I just read a newspaper article about the memorial service held for Ellen the elephant. Ellen died on July 5, 2011. She had been at the Little Rock Zoo in Arkansas since 1954 and is being mourned in a big way.
This post is not about Ellen, but a word that appears in the story about Ellen.
A caption under a photo of Ellen walking towards the entrance to her pen reads:
“A youthful Ellen approaches the too-low threshold of her pen in an undated photo.”
The story explains why the photo has been included:
“For most of her life, the threshold in and out of her quarters was so short she scraped her back…”
The literal meaning of threshold is
The piece of timber or stone which lies below the bottom of a door, and has to be crossed in entering a house…
The word threshold has many figurative meanings, including “entrance” or “doorway,” but, in the context of this story about Ellen, the writer is using the word in a literal sense to indicate the part of the entrance that was “too low” or “so short.”
The part of the pen entrance that scraped the elephant’s back before the zoo built her better quarters was not the threshold, but the lintel.
lintel: a horizontal piece of timber, stone, etc. placed over a door, window, or other opening
The part of the door opening that runs vertically from the lintel to the threshold is called the jamb.
5 Responses
Vic,
Ah, Grasshopper, is it not said that wisdom begins with the willingness to learn from our mistakes?
Oh, gentle teacher. You do good in the world, Maeve. Isn’t it wonderful you have willing, humble readers.
The article about Ellen the Elephant in the Arkansas Democrat-Gazette that prompted this post about lintel and threshold was written by Bobby Ampezzan. Once he got over the embarrassment that anyone feels at having an error pointed out, he wrote this gracious email, which I am posting here with his permission:
—-This is one of the best responses to a story I’ve ever gotten! Oh, sure, I was furious at first that my error would be the subject of a blog post, but then I read it and loved it. Yes, lintel. The minute you pointed this out, I thought, “Yes, I DID mean lintel.” It’s just not a word you commonly hear, but of course it’s correct.

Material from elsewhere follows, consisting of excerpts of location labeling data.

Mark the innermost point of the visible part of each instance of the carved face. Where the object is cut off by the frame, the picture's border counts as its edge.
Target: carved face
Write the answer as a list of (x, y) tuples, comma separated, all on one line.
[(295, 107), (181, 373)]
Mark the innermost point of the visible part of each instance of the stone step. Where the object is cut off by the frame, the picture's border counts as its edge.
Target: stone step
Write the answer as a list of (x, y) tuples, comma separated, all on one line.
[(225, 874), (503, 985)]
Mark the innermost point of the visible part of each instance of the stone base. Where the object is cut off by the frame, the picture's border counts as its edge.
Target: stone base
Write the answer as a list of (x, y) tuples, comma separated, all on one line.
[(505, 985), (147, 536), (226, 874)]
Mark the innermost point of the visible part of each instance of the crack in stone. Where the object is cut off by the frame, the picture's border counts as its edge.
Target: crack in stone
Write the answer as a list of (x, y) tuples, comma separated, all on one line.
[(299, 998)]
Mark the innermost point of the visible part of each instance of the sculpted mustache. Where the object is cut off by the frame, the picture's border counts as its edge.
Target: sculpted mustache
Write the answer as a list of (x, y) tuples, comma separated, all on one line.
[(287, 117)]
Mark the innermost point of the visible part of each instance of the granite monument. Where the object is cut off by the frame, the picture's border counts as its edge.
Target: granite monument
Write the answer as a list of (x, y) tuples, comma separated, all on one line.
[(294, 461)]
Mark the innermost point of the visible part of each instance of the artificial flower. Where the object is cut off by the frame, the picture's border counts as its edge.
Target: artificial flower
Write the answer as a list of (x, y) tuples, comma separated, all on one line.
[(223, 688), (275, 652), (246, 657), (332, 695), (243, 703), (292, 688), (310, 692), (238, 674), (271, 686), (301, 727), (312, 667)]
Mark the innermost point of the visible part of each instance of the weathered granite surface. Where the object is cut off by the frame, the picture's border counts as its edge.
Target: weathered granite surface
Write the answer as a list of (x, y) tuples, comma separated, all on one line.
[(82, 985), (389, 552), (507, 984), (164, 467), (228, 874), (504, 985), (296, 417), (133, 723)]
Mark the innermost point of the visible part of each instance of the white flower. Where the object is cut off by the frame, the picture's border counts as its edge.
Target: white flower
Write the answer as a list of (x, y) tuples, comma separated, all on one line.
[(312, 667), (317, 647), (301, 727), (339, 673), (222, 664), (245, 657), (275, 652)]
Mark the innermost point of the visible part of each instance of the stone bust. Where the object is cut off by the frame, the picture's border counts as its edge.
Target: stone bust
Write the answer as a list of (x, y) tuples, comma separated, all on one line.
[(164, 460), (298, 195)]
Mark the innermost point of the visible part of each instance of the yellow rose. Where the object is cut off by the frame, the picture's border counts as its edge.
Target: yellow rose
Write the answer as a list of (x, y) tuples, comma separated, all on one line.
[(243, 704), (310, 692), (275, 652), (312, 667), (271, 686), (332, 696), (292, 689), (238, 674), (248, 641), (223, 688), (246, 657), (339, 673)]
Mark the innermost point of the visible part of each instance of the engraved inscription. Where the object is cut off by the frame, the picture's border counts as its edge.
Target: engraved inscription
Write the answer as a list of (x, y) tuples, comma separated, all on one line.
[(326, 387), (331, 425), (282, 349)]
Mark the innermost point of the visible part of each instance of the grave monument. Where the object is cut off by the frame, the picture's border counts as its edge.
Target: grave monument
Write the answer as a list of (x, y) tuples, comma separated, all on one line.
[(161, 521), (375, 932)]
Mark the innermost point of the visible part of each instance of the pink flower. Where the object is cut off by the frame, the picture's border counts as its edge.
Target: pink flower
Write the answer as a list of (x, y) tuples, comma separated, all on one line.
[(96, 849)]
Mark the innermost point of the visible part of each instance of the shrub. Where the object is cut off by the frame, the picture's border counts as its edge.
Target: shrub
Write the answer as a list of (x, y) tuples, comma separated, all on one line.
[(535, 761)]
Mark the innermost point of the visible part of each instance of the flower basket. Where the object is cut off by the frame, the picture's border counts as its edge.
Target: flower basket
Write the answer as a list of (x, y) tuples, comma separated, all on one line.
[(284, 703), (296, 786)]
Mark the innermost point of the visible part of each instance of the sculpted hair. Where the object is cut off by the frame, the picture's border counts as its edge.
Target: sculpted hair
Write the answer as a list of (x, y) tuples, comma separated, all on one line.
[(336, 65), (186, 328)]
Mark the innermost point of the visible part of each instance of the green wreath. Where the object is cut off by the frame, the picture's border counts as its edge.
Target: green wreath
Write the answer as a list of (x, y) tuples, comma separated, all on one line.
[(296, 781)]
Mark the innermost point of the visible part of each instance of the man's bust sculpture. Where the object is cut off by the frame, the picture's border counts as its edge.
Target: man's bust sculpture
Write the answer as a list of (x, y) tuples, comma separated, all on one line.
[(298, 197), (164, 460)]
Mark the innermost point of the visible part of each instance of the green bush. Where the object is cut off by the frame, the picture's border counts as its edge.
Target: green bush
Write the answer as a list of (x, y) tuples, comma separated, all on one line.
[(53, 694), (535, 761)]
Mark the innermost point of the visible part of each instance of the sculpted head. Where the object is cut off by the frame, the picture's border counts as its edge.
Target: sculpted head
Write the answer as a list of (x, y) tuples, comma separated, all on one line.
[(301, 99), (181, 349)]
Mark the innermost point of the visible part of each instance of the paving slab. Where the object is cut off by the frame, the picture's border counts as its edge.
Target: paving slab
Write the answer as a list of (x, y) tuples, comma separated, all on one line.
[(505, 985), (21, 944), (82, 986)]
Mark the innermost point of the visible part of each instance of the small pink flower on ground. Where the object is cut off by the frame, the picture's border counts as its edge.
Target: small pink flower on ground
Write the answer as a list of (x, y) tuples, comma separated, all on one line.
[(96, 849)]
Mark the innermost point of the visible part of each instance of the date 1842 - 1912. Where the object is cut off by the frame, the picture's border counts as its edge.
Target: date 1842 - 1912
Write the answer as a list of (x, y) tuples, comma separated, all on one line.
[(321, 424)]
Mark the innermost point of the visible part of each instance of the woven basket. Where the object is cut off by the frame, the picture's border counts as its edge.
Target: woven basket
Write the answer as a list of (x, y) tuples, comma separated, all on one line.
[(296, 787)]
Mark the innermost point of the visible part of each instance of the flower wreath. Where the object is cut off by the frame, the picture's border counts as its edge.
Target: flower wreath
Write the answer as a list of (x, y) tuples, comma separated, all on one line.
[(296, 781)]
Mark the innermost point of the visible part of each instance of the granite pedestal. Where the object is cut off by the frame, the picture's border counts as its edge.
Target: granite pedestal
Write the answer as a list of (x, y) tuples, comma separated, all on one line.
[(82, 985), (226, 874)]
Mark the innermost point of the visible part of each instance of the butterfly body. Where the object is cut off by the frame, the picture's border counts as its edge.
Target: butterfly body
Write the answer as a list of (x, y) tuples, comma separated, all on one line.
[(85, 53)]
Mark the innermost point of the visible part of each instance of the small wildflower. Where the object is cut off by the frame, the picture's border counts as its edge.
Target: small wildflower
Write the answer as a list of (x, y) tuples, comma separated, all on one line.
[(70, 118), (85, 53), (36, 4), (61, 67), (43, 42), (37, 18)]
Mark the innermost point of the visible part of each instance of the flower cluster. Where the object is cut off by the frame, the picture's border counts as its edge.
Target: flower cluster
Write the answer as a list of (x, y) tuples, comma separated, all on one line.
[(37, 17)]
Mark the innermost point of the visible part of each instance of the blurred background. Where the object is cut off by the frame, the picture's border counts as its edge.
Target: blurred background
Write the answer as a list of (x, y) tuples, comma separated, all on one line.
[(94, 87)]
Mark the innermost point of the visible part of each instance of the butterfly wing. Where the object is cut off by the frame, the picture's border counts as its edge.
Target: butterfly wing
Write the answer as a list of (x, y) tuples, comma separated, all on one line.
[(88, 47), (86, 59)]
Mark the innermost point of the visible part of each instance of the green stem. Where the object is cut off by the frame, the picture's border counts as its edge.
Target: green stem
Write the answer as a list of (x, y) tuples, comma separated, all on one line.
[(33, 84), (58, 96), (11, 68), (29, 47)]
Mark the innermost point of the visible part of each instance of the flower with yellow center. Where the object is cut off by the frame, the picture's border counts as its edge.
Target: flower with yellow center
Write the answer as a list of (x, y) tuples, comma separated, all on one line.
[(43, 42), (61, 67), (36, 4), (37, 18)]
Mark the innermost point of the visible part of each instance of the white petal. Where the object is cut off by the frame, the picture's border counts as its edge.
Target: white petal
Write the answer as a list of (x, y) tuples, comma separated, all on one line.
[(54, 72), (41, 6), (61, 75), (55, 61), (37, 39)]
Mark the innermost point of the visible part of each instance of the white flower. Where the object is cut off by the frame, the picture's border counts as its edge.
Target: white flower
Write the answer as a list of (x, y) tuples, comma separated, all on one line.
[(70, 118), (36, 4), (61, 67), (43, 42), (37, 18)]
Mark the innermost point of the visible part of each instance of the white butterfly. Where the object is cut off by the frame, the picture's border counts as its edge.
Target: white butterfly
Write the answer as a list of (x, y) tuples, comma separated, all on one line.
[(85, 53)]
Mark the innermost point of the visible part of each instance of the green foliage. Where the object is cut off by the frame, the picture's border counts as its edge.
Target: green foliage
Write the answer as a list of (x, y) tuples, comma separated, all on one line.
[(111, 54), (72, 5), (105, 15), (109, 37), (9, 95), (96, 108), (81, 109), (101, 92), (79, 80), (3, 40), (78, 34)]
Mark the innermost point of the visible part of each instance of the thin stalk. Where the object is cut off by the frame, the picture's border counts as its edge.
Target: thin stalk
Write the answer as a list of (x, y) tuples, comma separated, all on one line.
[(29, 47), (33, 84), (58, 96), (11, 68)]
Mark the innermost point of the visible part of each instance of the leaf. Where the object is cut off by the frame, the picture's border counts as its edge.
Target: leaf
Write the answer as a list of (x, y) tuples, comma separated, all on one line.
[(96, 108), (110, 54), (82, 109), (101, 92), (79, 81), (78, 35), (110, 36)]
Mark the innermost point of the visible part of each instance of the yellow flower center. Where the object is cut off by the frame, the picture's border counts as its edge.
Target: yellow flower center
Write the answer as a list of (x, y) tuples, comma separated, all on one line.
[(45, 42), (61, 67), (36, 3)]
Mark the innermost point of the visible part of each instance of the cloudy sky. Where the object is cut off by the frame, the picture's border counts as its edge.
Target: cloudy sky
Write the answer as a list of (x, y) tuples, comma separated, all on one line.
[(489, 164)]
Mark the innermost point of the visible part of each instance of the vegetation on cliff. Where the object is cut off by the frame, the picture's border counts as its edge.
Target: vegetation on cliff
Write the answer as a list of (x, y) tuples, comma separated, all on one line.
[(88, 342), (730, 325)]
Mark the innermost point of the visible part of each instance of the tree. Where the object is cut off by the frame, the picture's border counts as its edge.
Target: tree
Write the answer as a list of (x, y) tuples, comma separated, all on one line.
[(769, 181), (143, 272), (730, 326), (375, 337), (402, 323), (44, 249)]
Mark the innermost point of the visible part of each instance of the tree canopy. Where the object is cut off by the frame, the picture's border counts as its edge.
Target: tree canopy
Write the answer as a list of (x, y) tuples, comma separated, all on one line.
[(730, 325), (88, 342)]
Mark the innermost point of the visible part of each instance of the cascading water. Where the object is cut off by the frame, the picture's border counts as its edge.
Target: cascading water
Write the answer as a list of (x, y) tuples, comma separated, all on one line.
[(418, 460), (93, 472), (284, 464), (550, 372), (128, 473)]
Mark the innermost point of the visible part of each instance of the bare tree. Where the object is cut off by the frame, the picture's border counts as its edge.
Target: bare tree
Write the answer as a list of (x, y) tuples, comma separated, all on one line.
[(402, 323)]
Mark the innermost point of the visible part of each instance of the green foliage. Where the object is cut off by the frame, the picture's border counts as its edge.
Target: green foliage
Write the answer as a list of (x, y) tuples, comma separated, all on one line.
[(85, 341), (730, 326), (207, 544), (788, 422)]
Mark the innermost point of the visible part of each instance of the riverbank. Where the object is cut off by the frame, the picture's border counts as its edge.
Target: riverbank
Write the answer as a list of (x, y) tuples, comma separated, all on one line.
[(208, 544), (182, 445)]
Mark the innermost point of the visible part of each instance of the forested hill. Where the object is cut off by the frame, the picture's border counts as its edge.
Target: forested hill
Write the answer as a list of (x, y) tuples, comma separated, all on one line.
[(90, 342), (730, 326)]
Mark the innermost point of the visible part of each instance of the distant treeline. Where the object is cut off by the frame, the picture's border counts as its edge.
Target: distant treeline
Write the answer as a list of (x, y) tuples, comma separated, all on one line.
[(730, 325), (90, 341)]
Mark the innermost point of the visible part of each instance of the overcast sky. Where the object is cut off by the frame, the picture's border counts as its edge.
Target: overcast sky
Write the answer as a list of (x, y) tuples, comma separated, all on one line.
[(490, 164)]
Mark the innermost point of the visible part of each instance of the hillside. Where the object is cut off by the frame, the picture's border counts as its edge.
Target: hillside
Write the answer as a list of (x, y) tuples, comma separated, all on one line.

Thank you for taking the time to send me this e-mail and draw my eyes to your post. I don’t like being wrong, but I REALLY don’t like going uncorrected. For the rest of my life now I’ve got a good story for how I learned to use “lintel” when I mean “top of a doorway.”
Bobby Ampezzan
Arkansas Democrat-Gazette
That would present a problem!
I hadn’t been aware of any confusion between these two terms. But, thanks to your article, I see there is a need to untangle them. I hope no young bridegroom has tried to carry his bride across the lintel.